Als Gefühl wird auch heute
vor allem die eher kurzzeitige Verliebtheit (Passion, Leidenschaft) angesehen.
Verliebtheit erfüllt alle Kriterien einer Emotion.[2]
Man empfindet als „Ganzes“, als „körperlich-geistige Einheit“, eine oft quälende
Sehnsucht nach der anderen. „Kognitiv“ weiß man um seine Verliebtheit und die
auslösende Person, von der man sich bezaubert fühlt. Körperlich erlebt man ein
Prickeln, Kribbeln, die berühmten Schmetterlinge im Bauch, hat Herzklopfen,
feuchte Hände, weit geöffnete Pupillen. Man wirft bewundernde Blicke auf das
geliebte Objekt, zeigt in Gestik und Mimik Unruhe, bei noch nicht erklärter
Liebe Unsicherheiten im Verhalten. Alle sonstigen Motive treten hinter das
Bestreben zurück, der Geliebten, unter deren Abwesenheit man leidet, in
irgendeiner Weise nahe zu sein, und zwar dauerhaft: „Alle Lust will Ewigkeit“.
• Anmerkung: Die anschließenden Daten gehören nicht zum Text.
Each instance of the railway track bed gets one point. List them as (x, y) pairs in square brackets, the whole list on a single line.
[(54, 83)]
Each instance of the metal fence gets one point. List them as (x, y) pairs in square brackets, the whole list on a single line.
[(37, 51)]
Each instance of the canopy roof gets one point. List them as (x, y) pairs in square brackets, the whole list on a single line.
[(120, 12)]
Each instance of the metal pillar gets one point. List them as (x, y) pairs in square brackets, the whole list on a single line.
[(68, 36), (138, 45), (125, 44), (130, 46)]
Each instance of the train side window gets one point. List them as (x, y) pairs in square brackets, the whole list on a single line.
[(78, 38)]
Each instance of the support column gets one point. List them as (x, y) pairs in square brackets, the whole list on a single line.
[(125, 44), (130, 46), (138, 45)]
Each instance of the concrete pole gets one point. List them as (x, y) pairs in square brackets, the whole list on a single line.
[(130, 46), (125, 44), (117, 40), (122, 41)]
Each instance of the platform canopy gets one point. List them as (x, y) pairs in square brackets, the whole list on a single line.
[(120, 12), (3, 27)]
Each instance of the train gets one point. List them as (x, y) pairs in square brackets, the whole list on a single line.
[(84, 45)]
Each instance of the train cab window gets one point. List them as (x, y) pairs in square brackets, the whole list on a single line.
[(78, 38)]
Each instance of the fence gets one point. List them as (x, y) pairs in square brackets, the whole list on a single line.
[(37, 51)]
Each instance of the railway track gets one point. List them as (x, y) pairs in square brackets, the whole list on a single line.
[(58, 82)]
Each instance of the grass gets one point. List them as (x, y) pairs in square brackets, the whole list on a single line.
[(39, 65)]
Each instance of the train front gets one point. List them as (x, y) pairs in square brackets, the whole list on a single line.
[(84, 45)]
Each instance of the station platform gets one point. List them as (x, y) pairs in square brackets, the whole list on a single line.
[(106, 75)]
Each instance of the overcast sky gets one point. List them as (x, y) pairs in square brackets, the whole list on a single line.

Verliebtheit, die Sehnsucht, drängt nach Dauer, und die Erfüllung scheint durch
das möglichst häufige Miteinander möglich.
Verliebtheit schwankt in
ihrer Stärke, ist kein gleichbleibender Dauerzustand: Heftigen
leidenschaftlichen Attacken folgt eine Abschwächung, und die großen Gefühle der
Verliebtheitsphase nehmen mit der Zeit ab. Verliebtheit kann kurz, instabil,
wenig harmonisch sein. Nach landläufiger Auffassung verschwindet sie
schließlich, die Beziehung zur Geliebten bricht ab, oder Verliebtheit
verwandelt sich durch Bewährungsproben in „wahre“ Liebe, die sich immer wieder
in gemeinsamen Situationen und als „gemeinsames Wachsen“ bewähren muß. Was wird
bei „wahrer“, „echter“, „reifer“ Liebe aber aus dem Gefühl?
Gefühle können nicht im
eigentlichen Sinne wahr oder falsch, echt oder unecht sein. Sie werden gefühlt,
sind da oder nicht da. Wenn die Liebe schnell schwindet, spricht man von
unechter Liebe, bloßer Verliebtheit. Unecht ist aber nicht das Gefühl. Es
dauerte nur nicht lange, während Liebe Dauerhaftigkeit verlangt. Geht es dabei
aber um ein dauerhaftes Gefühl? Muß man dauernd Liebe fühlen?
Gefühle sind sprachlich
vermittelt. Die Frage der Echtheit taucht auf, weil Liebe auf Kommunikation,
mediale und sonstige soziale Vorgaben aufbaut, sprachlich geprägt ist (Tiere
lieben nicht). Liebe ist bekanntlich sehr gesprächig, da das Gefühl nicht
direkt, sondern nur als kommuniziertes Gefühl vermittelt werden kann.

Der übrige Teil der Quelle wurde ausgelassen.